В конечном счете, Ч. Мидлтон согласился принять предложение Якова II в случае, если он выполнит требования, выдвинутые умеренными якобитами. Их суть сводилась к ограничению власти короля и созданию после реставрации Якова II таких политических условий, при которых монарх не мог бы вернуться к продолжению той политики, которую начал проводить в Британии с 1685 г. Чтобы согласие на эти условия не осталось для Якова II формальностью, и король не мог отказаться от их реализации в случае своего возвращения к власти, граф Мидлтон потребовал, дабы они были приняты публично и зафиксированы в официальном манифесте эмигрантского правительства.

Под давлением Людовика XIV, угрожавшего своему кузену, что прекратит оказывать ему всякую поддержку, Яков II был вынужден выполнить все требования Чарлза Мидлтона, и тот весной 1693 г. прибыл в Сен-Жермен. При французском дворе Мидлтон был принят с подчеркнутым благорасположением, а 17 апреля была выпущена вторая Сен-Жерменская декларация Якова II[1754].
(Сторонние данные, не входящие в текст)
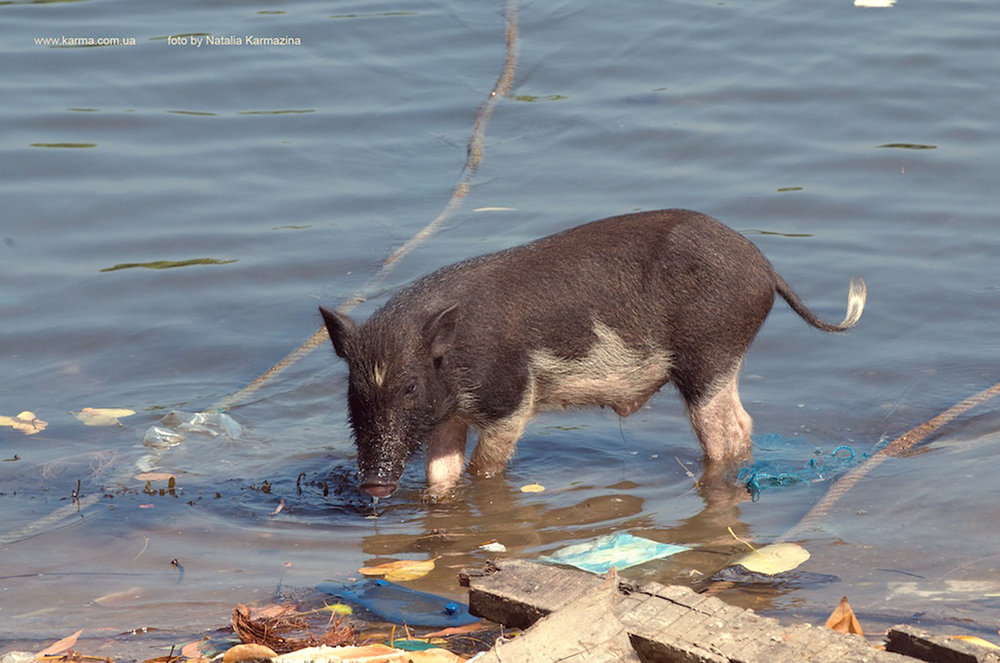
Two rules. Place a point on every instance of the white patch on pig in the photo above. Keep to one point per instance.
(378, 374)
(611, 373)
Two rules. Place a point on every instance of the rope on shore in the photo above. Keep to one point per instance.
(473, 158)
(894, 448)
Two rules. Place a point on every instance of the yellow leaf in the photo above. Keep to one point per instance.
(400, 571)
(842, 619)
(976, 641)
(775, 558)
(26, 422)
(434, 656)
(102, 416)
(154, 476)
(61, 645)
(248, 652)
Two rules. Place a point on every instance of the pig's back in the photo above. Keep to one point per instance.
(603, 313)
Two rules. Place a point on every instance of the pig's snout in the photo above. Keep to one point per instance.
(378, 488)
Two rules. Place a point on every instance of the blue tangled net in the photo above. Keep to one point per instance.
(767, 473)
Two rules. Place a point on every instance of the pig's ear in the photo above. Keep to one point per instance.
(439, 330)
(342, 329)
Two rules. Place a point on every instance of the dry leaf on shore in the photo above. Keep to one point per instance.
(400, 571)
(26, 422)
(843, 620)
(102, 416)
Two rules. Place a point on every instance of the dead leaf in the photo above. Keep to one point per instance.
(154, 476)
(239, 653)
(456, 630)
(773, 559)
(842, 620)
(400, 571)
(102, 416)
(436, 655)
(974, 640)
(60, 646)
(26, 422)
(192, 649)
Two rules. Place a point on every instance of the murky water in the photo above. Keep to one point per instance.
(173, 214)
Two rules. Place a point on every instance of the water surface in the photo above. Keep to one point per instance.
(173, 215)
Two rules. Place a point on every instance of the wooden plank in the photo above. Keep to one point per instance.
(936, 649)
(668, 624)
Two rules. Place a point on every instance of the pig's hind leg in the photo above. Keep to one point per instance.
(444, 456)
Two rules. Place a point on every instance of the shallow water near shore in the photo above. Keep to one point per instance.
(174, 214)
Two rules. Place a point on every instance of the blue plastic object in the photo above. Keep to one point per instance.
(401, 605)
(620, 550)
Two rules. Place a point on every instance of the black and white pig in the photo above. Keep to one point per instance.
(602, 314)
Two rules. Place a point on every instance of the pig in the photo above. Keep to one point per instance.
(603, 314)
Данное воззвание является самым примечательным из всех, выпущенных Яковом II в период эмиграции. Фактическим ее автором был граф Мидлтон. И по тону, и по содержанию этот документ принципиально отличается от всех прежних заявлений низложенного монарха. Не случайно поэтому, что многие специалисты по якобитизму отмечают буквально шокирующее впечатление, которая она произвела как на сторонников, так и противников Якова II. Основную часть документа предваряет детально продуманная преамбула. Поскольку граф Мидлтон только что прибыл из Англии, при составлении декларации он постарался учесть влияние на население пропаганды, которую вело британское правительство против Якова II и его приверженцев. В тексте документа говорится, что в связи с «лживой и злонамеренной клеветой», изгнанный монарх желает прояснить подлинные цели своей политической деятельности. Прежде всего, в документе в случае реставрации Якова II гарантировалось сохранение личной свободы, имущества и свободы религиозных убеждений подданных. Далее по пунктам граф Мидлтон пытался исправить все оплошности предшествующей декларации Мелфорта. Во-первых, объявлялась полная амнистия безо всяких исключений всем, кто не окажет сопротивления реставрации, вне зависимости от их действий в отношении Якова II прежде. Во-вторых, гарантировалось сохранение привилегированного положения англиканской церкви. Решение вопроса о религиозной веротерпимости предоставлялось парламенту. В-третьих, обещалось, что король впредь не будет нарушать «Тест-Акты» и позволит парламенту наложить ограничения на «разрешительную власть» монарха. Гарантировались «регулярные созывы парламента, свободные выборы и честный подсчет их результатов», а также «беспристрастные судебные расследования». Памятуя о прошлогоднем выпаде Якова II и Мелфорта против британского законодательства, принятого в ходе и после «Славной революции», Мидлтон отдельно оговорил, что парламенту будет позволено ратифицировать все законы, «принятые в период нынешней узурпации». В-четвертых, в отношении Ирландии провозглашалось возвращение к положению, существовавшему при Карле II. Всем, кто считал себя пострадавшим в результате решений Патриотического парламента, гарантировалась компенсация. Документ заканчивался высокопарным заявлением: «Мы возвращаемся, чтобы отстоять наши права и сделать наш народ свободным от притеснений тирана»[1755].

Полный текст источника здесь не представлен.